Selon les données sur l’exécution actuelle du budget, le ministre des Finances estime qu’une autre révision cette année ne sera pas nécessaire et qu’un travail intensif est en cours sur le budget pour 2010, qui, a-t-il réitéré, restera au niveau de cette année du côté des dépenses, voire diminuera légèrement. À la fin de la période de neuf mois, les recettes du budget de l’État s’élevaient à 81,1 milliards de kuna, ce qui représente une diminution de 7,4 % par rapport à la même période l’année dernière. Ce taux est inférieur de 1,2 point de pourcentage à celui de la fin de la première moitié de l’année, lorsque la baisse d’une année sur l’autre était de 8,6 %, ce que le ministre des Finances a expliqué comme l’effet des mesures fiscales de la dernière révision de juillet et en partie comme un résultat de la saison touristique.

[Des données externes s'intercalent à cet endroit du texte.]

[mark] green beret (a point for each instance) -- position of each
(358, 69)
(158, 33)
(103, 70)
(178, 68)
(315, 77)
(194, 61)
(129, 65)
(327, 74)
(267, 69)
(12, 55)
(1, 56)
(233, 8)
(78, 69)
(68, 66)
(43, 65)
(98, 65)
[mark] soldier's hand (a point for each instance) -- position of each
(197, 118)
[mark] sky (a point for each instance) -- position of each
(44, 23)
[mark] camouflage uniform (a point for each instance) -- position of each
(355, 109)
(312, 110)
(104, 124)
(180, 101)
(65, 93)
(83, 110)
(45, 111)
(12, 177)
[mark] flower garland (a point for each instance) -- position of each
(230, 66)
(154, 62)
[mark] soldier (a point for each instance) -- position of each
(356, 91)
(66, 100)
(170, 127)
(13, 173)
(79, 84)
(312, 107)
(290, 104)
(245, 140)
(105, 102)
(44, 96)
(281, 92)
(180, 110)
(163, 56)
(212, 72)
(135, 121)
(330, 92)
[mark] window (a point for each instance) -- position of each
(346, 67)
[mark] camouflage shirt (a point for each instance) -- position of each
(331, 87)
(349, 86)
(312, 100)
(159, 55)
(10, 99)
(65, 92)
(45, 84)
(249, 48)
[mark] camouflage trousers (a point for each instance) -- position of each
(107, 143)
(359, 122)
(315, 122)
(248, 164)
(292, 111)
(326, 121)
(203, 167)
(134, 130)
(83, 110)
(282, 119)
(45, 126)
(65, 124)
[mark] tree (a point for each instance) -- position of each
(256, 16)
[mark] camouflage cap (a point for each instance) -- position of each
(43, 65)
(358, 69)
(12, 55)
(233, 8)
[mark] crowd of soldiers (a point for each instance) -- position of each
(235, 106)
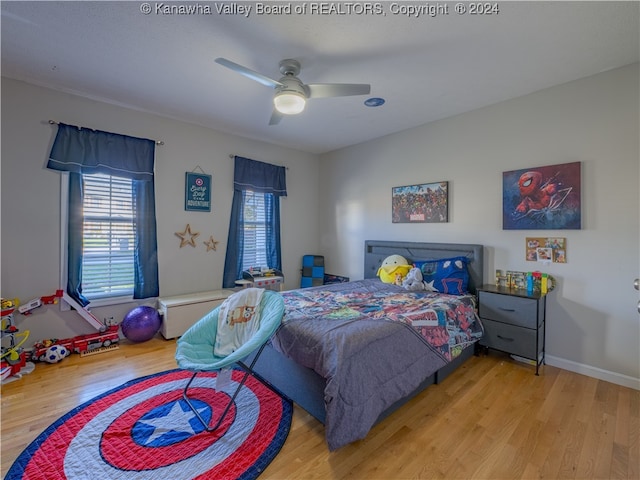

Sur la base de la taxe spéciale sur les salaires, les pensions et autres revenus, environ 406 millions de kuna ont été collectés en août et septembre, tandis qu’en septembre seulement, l’augmentation du taux de TVA à 23 % a eu un effet d’environ 130 millions de kuna, et les nouvelles taxes d’accise sur la téléphonie mobile ont atteint environ 34 millions de kuna. Les dépenses du budget de l’État, en revanche, ont atteint 88,93 milliards de kuna à la fin de septembre, une augmentation de 5,1 % par rapport à l’année dernière, mais Šuker a souligné qu’une légère réduction (0,1 %) des dépenses a été réalisée au troisième trimestre. Ainsi, l’augmentation nominale des dépenses budgétaires d’une année sur l’autre à la fin juin et à la fin septembre de cette année était à peu près égale, autour de 4,3 milliards de kuna, ce qui signifie que les trois révisions budgétaires de la seconde moitié de l’année ont stoppé la croissance des coûts.